Every project has a deadline. It can be a release date, project due date, payment milestone, dependency due date, etc. In any case, time is not your friend. So that being said, you should make sure that the plan you’ve just created can be executed in a timely fashion. You wouldn’t like to miss the payment milestone, would you? After the plan has been created, sometimes you can be so excited and energized that you forget to think about the due date. This should be a reminder.

29. Ready?

If your team has a definition of ready, now is the time to revisit that check-list. Check if everything is understood, and clear. Even confidence voting can be performed at this stage. This will give you the sense of general readiness of the feature or the product. This card is just a trigger which will make everybody comfortable with moving on. Please disregard the text in the image which says Definition of Done, you’re not done yet 🙂

The previous set of cards should be iterated for each feature your team plans to implement. The following six cards are related to the entire sprint.

30. Challenger

Great job, you managed to improve your backlog and general understanding of the features which needs to be implemented. You probably feel energized and positive about the outcome and final product, which is great. But somebody has to be a party-pooper. This is a role of the challenger. He/she needs to take a moment and ask the team if they are sure if they can accomplish all the work they just committed to. Most of the time the answer is positive, but it doesn’t hurt to double-check.

31. What’s next?

If somebody feels like they have the capacity for more work, you could take a peek at some more features from your backlog. Even if you don’t have the capacity, it’s a good practice to take a look at the features which are waiting in the backlog. You could stumble on some interesting feature that is related to the one you are developing now, and it might change your perspective, or change the scope of the work planned for the sprint in order to set the stage for the features yet to come.

32. More?

Once you had a glimpse at the backlog as if you could take some more work in the sprint. Probably not, but just ask. Maybe somebody feels like working overtime. Just kidding.

33. Prioritize

This is usually the task for the product owner, but it is good to do it together with the team. Place the most important features at the top of your backlog, and the least important at the bottom. Give a business context to each reorder action, so that the team gets the sense of the value each feature brings to the customer and business. When the team understands the business side of it, it is easier for them to set their goal and achieve the expectations.

34. Goal

Speaking of the goal… With the previous card, you’ve briefly touched every feature or user story. Is there a feature which dominates the backlog for this sprint. If so, that might be the goal. Anyways, the team should come up with the goal, since they will benefit from it the most. As I mentioned before, the goal will lead them and will give them guidance as the sprint roles out. Write it down on a whiteboard and keep it there until the sprint is finished.

35. Relax

Most of us tend to over-commit. This card should remind you of that fact and should help you relax for a little bit. If it is possible, as for some slack time, and reduce your individual scope. That extra time you’ll get will help you deliver the feature with higher quality since you won’t work under pressure.

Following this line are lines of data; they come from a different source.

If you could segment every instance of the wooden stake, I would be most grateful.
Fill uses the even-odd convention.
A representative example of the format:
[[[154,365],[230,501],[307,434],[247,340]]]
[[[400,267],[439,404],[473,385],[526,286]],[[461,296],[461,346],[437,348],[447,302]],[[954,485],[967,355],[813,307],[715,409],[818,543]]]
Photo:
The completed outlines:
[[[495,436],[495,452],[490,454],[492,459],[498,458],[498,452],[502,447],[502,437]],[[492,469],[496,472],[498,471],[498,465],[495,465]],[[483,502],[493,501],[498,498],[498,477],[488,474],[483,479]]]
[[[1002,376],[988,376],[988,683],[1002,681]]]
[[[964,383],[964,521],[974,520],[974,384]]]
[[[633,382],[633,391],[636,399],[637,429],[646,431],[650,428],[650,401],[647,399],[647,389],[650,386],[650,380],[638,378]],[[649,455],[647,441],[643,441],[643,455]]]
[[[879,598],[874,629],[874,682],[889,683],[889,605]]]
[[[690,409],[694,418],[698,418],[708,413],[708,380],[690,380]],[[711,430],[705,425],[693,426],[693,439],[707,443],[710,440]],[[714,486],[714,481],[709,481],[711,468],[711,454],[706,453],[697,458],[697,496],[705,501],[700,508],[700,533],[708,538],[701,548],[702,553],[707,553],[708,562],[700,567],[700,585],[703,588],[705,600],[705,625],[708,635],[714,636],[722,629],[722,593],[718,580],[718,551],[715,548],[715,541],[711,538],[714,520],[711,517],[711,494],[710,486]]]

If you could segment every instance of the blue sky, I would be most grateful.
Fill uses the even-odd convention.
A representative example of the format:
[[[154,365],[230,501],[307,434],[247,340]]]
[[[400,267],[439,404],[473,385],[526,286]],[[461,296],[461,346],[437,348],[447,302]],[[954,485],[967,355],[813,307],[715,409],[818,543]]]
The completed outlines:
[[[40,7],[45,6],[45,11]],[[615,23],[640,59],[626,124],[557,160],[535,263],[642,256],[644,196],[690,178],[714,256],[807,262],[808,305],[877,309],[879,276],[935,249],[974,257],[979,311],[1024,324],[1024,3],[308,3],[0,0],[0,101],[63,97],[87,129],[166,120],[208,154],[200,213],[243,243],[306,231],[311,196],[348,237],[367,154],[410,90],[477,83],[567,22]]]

I insisted on calling this game a solution. But in fact it’s just a way of breaking the loop of boredom. You may find some of the cards useless or meaningless, but feel free to remix and improve. The important thing here is that you have to innovate and make things interesting in order to move them forward.

I would love to hear your thoughts about the game, experiences with your team and new ideas for backlog refinement, so please do put them in a comment below. Every feedback is highly appreciated.

Have fun, nourish your creativity, make it happen!